Firma ICR Polska zajmująca się certyfikacją produktów oświadczyła, że nie wystawiła certyfikatu maseczkom ochronnym sprowadzonym do Włoch przez byłą przewodniczącą Izby Deputowanych Irene Pivetti. Włoska prokuratura prowadzi śledztwo w sprawie tego importu.
Dochodzenie prowadzone we Włoszech dotyczy sprowadzenia 15 milionów maseczek, które nie spełniają norm bezpieczeństwa. Część z nich skonfiskowano. Zajmująca się obecnie biznesem najmłodsza w historii była przewodnicząca niższej izby parlamentu w Rzymie sprowadziła te środki ochronne twierdząc, że mają one certyfikat firmy ICR Polska. To oddział koreańskiej jednostki certyfikującej ICR Co. Ltd z siedzibą w Seulu.

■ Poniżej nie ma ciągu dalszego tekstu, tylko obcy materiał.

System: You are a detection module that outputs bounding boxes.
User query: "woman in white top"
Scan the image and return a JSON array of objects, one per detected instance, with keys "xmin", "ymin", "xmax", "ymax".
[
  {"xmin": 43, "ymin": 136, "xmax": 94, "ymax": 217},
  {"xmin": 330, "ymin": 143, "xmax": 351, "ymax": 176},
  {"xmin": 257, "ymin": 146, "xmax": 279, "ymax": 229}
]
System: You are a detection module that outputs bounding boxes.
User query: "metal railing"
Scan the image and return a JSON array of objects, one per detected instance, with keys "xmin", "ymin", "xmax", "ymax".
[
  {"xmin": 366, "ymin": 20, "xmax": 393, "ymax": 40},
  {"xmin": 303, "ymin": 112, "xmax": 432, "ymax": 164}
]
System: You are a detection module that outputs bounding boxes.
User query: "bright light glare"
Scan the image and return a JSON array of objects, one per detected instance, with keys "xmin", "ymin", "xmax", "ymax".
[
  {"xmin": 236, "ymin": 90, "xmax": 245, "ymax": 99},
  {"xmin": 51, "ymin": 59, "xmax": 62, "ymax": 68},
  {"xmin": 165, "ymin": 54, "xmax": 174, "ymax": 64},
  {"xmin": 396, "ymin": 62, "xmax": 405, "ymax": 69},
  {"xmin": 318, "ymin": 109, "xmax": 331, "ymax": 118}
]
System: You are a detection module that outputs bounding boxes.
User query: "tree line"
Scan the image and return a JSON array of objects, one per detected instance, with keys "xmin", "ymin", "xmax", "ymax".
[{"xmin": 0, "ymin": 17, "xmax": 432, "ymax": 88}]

W wydanym komunikacie ICR Polska wyjaśniła, że wszystkie certyfikaty wystawione od 1 do 26 marca tego roku dla środków potrzebnych w obecnej epidemii zostały wycofane i zapadła decyzja o ponownym wszczęciu ich wydawania w związku z tym, że pojawiły się także podrobione dokumenty.
Włoskie media podały, że w sobotę Gwardia Finansowa z miasta Savona w Ligurii na wniosek prokuratury przeszukała biura kierowanej przez Irene Pivetti firmy Only Italia Logistic, wobec której toczy się postępowanie dotyczące importu podrobionych maseczek oraz oszustw w handlu. Funkcjonariusze włoskiej policji skarbowej skonfiskowali faktury tej transakcji.
Wcześniej Irene Pivetti, która nie przyznaje się do winy i zapewnia, że wszystko wyjaśni, oświadczyła: "Jeśli okazałoby się, że certyfikat wydany przez polską firmę jest nieważny lub fałszywy, oczywiste jest to, że ja i spółka będziemy stroną poszkodowaną w śledztwie".